Credit to Steven Morse (@thestevemo or his blog at https://stmorse.github.io/index.html) who had code I used as a basis for my ProFootballReference scraping scripts. He is a good follow for math and analytics work as well.
The full code and supporting files for scraping team and player data from ProFootballReference is located in my GitHub repo here: https://github.com/greghartpa/scrape_pfr_data
Most of the analysis on this site uses data from a few sources, including ProFootballReference as a primary source for team, player, and draft data. Here I am sharing how to automate scraping the team data using Python which will output the following:
Beyond being a team record and DVOA dataset, this output will be used when scraping player data which I will explain in a future post.
Setup and Dependencies
There are only a few package dependencies, including Pandas for storing and manipulating the data, BeautifulSoup and requests for parsing HTML, and NumPy used for some filtering cleanup.
A range of yearly data can be pulled by setting the start and end years. I also pull in team DVOA data which is stored in teams-dvoa.csv and was just manually pulled (some day I will script this out, but it is a small dataset and infrequently changes). If DVOA is not needed, the two lines reading it in and later on merging with the end dataframe can be removed.
Scraping Team Data
The main section of code to scrape PFR team data loops through the range of years, makes an HTML request and parses the resulting table data from PFR. A few points here:
- The URL is manually built and then pulled using the requests library.
- BeautifulSoup is used to parse the returned HTML and keys off of the class “sortable stats_table”. PFR breaks NFC and AFC team data into two tables which need to be separately pulled and stored.
- There is some data cleanup I perform. For example, PFR appends indicators to the team name to represent division winners (“*”) and wildcard teams (“+”). I remove these into a separate column so I have clean team names for later matching and also to make analysis on playoff teams easier. They do not indicate Super Bowl winners (which is odd to me) which I deal with later.
- I have to check for ties as if a season happened to have no ties, that column doesn’t exist and will cause an issue. So, if no ties, I just add a tie column “T” and populate with zeros.
- I also add a column “Scraped” and populate with zeros – this will be used when I scrape player data to control which teams I need to or want to scrape.

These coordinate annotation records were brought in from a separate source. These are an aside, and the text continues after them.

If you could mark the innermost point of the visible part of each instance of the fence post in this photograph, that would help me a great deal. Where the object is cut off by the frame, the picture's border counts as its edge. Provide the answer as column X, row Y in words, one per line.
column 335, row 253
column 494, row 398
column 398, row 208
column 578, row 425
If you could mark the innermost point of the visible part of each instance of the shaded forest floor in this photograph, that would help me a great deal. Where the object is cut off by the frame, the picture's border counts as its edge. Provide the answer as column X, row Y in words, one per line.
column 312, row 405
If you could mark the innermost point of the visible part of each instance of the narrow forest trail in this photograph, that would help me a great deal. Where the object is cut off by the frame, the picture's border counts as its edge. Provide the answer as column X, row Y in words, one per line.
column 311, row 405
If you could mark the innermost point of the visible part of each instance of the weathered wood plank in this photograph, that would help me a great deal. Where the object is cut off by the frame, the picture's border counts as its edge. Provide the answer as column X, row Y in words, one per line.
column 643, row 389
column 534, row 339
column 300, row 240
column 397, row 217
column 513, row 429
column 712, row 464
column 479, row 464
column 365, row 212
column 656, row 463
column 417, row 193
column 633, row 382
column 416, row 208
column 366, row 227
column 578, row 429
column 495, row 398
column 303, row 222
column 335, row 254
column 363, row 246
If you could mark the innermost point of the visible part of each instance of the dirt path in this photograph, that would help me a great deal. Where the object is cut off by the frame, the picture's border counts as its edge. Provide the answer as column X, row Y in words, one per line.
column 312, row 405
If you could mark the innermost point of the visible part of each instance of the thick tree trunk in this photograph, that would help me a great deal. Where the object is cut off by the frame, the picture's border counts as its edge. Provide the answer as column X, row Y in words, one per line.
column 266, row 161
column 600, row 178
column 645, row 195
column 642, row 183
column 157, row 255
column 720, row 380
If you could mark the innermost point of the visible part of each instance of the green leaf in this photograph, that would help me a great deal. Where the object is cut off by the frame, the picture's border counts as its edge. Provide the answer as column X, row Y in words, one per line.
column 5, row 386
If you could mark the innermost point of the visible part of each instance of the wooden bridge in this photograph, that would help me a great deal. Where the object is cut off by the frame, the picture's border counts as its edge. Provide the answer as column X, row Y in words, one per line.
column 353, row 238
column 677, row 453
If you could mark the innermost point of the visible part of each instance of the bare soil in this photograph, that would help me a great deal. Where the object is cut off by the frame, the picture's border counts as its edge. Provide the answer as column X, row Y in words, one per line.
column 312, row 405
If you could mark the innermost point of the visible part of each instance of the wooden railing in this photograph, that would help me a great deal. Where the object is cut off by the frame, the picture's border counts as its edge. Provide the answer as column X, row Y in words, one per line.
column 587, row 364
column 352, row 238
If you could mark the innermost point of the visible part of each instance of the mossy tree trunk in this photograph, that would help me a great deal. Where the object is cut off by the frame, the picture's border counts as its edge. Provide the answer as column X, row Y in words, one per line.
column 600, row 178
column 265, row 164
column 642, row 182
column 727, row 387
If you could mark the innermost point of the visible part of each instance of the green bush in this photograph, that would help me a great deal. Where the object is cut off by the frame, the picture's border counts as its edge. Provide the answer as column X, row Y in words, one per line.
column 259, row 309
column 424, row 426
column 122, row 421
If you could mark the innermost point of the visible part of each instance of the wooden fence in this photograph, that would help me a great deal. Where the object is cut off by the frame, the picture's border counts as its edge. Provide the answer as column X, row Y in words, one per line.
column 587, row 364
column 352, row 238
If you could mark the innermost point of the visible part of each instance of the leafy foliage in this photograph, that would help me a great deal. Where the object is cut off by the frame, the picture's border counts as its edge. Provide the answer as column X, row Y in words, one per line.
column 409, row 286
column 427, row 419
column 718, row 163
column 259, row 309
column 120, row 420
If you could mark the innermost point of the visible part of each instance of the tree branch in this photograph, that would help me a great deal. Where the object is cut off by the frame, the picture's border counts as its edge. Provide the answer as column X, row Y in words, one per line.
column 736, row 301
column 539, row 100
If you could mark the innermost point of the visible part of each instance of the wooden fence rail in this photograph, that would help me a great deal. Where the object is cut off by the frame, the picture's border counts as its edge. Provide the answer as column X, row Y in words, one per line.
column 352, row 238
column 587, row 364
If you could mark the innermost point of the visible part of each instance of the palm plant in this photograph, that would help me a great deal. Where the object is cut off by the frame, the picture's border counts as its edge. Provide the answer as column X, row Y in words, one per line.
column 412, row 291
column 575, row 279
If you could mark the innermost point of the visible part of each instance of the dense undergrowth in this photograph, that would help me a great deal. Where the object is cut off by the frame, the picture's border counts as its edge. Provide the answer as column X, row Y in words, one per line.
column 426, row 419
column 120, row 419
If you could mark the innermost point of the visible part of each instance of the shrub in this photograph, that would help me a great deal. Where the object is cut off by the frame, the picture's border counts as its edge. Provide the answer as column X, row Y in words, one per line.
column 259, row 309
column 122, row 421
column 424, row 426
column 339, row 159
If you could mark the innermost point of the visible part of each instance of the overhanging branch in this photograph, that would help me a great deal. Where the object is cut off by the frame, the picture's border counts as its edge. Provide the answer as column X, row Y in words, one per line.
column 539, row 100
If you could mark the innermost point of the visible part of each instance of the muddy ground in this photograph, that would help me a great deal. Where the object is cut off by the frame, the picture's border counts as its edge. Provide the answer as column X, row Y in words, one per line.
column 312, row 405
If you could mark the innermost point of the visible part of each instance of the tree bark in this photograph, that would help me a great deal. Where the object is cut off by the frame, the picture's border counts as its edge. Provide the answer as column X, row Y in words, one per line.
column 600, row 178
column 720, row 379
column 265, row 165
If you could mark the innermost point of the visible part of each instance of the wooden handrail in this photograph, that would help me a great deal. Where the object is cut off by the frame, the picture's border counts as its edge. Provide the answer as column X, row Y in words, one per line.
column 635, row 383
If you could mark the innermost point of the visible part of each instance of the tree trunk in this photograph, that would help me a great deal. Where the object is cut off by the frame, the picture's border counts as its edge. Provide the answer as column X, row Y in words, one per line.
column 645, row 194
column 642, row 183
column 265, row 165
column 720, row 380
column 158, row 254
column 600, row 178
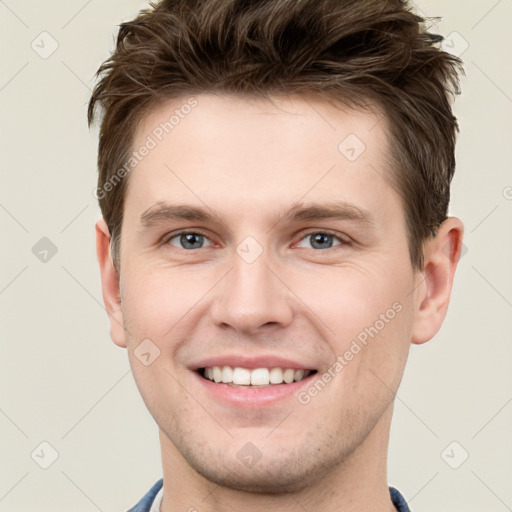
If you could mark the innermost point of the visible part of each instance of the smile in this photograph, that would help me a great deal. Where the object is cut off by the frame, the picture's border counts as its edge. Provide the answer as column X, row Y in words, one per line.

- And lastly in this section, I store the team roster URL which will be used for the player data scraping so I don’t have to re-scrape the URL.
Clean Up Data and Export
After the main loop to grab all years, I clean up the data with the following:
- Convert year, record, points for and against, and strength of schedule columns to numeric
- Calculate a win percentage
- I manually create a team abbreviation dataframe named tmabrevdf and merge it with the main output dataframe to normalize three-letter team abbreviations. This is done so I can handle team moves (the Rams, Raiders, and Chargers various moves) or team name changes (Washington Redskins to Washington Football team)
- And lastly, I manually create a list of Super Bowl winners since PFR does not indicate that in the team tables. It is stored in the header which I may go back and pull from in a future edit, but for now this data, like DVOA, is a small dataset and only changes annually.